An immigrant from the Congo walked into the U.S. Citizenship and Immigration Services office in downtown Louisville Thursday ready to become a citizen.
The man, who said he’s been here since 2019, arrived an hour early to his scheduled citizenship ceremony wearing an American flag polo shirt. It was the final step in his naturalization process. But when he walked up to a staffer and showed him his invitation letter, he was told his ceremony was cancelled. The man was confused because other people were let into the waiting room while he stood there.
An LPM News reporter witnessed this incident as well as two other men being turned away from their ceremonies Thursday morning. One man said he came to the U.S. six years ago as a refugee from Burma.
Another man from the Congo, who was accompanied by a family member, had a similar story.
“They just told us that the ceremony was cancelled, that they sent a paper in the mail, but we haven’t seen it yet,” he said. “So, they just told us to go home and wait.”
None of the people turned away were willing to give their names, saying they were confused and shocked by being unexpectedly turned away. One man teared up when he learned from an LPM reporter that not everyone was being turned away, just him and a few others.
The USCIS office on the second floor of Fourth Street Live! hosted multiple naturalization ceremonies starting around 9 a.m.
Dan DeSpain, a member of the local advocacy group Showing Up For Racial Justice, said he went to observe and offer support. He told LPM he saw about 15 citizens-to-be in Louisville who were rejected at the door.
“On a day that should have been the biggest day of their life, for several people it wasn’t,” DeSpain said. “They weren’t told anything, they were just turned away.”
DeSpain said he spoke with a couple from Rwanda who were both expecting to become naturalized citizens. Instead, they were turned away.
Another couple from Cuba were also told to go home, he said.
“They said that they were told that, as of now, Cubans and Venezuelans … they were now not welcome until further notice,” he said. “They do all the stuff they’re supposed to and then, yeah, it’s just infuriating.”
Amber Duke, executive director of ACLU in Kentucky, said she learned earlier this week about denials like these taking place in Louisville.
"For lawful permanent residents who have committed so fully to their loyalty to the United States that they want to become U.S. citizens to be treated this way is heartbreaking and is having a [devastating] impact on them and their families," she said in an email. "It is also a reminder that while Louisville has not seen dramatic enforcement raids as other cities have, federal immigration policies are having deep, life-changing impacts daily here and across the commonwealth."
All of the people LPM witnessed being turned away from their ceremonies were from some of the 19 countries President Donald Trump’s administration has deemed “high-risk.” That classification came directly from Trump, who wrote in a June 4 proclamation that the federal government would begin restricting the entry of people from certain countries.

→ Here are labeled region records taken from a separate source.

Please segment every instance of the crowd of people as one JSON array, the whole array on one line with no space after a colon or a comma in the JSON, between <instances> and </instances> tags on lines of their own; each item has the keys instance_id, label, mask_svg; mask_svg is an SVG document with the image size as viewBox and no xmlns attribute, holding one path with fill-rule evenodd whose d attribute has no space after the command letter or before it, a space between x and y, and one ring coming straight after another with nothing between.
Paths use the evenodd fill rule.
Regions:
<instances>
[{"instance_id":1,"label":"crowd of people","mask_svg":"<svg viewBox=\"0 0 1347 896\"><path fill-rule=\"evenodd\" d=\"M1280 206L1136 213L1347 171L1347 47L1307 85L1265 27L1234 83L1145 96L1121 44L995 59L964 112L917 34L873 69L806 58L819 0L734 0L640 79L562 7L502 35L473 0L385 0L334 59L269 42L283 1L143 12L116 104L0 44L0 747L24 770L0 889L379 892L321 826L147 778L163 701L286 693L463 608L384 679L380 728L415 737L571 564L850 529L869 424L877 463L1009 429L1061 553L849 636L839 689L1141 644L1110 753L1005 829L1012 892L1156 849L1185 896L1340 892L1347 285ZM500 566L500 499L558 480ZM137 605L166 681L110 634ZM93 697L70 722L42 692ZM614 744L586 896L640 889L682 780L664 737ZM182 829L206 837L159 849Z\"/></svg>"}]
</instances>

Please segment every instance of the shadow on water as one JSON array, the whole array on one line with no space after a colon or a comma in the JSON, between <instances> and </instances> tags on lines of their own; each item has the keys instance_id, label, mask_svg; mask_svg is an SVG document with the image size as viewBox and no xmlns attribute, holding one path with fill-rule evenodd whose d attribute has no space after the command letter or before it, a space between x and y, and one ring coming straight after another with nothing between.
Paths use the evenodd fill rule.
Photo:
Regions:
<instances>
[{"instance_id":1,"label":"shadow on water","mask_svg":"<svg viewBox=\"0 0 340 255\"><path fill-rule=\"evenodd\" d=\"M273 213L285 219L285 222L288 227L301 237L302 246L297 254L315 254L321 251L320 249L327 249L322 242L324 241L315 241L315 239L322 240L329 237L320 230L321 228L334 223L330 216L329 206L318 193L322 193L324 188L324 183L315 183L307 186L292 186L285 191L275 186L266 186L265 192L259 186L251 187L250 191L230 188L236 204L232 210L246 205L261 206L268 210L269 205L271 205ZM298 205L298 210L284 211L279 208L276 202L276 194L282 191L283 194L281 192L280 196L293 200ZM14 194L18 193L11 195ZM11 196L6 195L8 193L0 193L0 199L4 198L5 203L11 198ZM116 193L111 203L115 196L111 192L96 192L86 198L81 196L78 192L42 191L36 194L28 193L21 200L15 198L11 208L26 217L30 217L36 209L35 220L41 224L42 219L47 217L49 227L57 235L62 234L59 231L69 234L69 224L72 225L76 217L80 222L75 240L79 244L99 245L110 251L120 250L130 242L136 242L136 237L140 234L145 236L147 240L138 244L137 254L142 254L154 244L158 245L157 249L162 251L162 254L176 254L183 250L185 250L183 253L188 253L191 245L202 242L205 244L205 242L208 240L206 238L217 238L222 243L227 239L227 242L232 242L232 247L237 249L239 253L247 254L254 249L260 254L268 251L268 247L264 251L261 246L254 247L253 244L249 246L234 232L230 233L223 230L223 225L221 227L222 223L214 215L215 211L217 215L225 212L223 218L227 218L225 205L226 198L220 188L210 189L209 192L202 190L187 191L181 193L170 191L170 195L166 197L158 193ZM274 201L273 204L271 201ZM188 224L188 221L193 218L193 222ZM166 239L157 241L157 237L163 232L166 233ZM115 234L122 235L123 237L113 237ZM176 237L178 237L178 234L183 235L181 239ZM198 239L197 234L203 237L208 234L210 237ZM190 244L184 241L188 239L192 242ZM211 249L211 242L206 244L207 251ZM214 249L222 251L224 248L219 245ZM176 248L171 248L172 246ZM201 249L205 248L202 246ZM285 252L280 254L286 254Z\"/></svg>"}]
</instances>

After an Afghan national shot two National Guardsmen in D.C. last month, the USCIS said it would implement “additional national security measures” based on that list. The Trump administration announced on Dec. 2 that it was pausing all immigration applications and U.S. citizenship processing for people from those countries, according to Reuters.
Since then, dozens of people across the U.S. have shown up to appointments ready to take the oath of allegiance, only to be sent back home with few answers. Mirror Indy reported on Wednesday that 38 out of 100 people in Indianapolis were denied a ceremony, despite completing the naturalization process.
It is unclear how many people in total were turned away in Louisville Thursday, but dozens of others obtained their citizenship and walked out with little American flags in hand.
In response to questions about the denials, a Department of Homeland Security spokesperson confirmed in an email that USCIS has paused processing immigrants from "high-risk" countries, saying it was to ensure they are "vetted and screened to the maximum degree possible."
The full list of high-risk countries, according to the Trump administration, is:
- Afghanistan
- Burma
- Chad
- Republic of the Congo
- Equatorial Guinea
- Eritrea
- Haiti
- Iran
- Libya
- Somalia
- Sudan
- Yemen
- Burundi
- Cuba
- Laos
- Sierra Leone
- Togo
- Turkmenistan
- Venezuela
Trump has said the additional vetting and pause on U.S. citizenship processing is meant to protect the U.S. from terrorists and other national security and public safety threats.
In recent weeks, the president has stepped up racist attacks on immigrants, calling people from Somalia “garbage” and denigrating immigrants coming to the U.S. from what he says are “shithole countries.”
This story was updated to include comment from USCIS.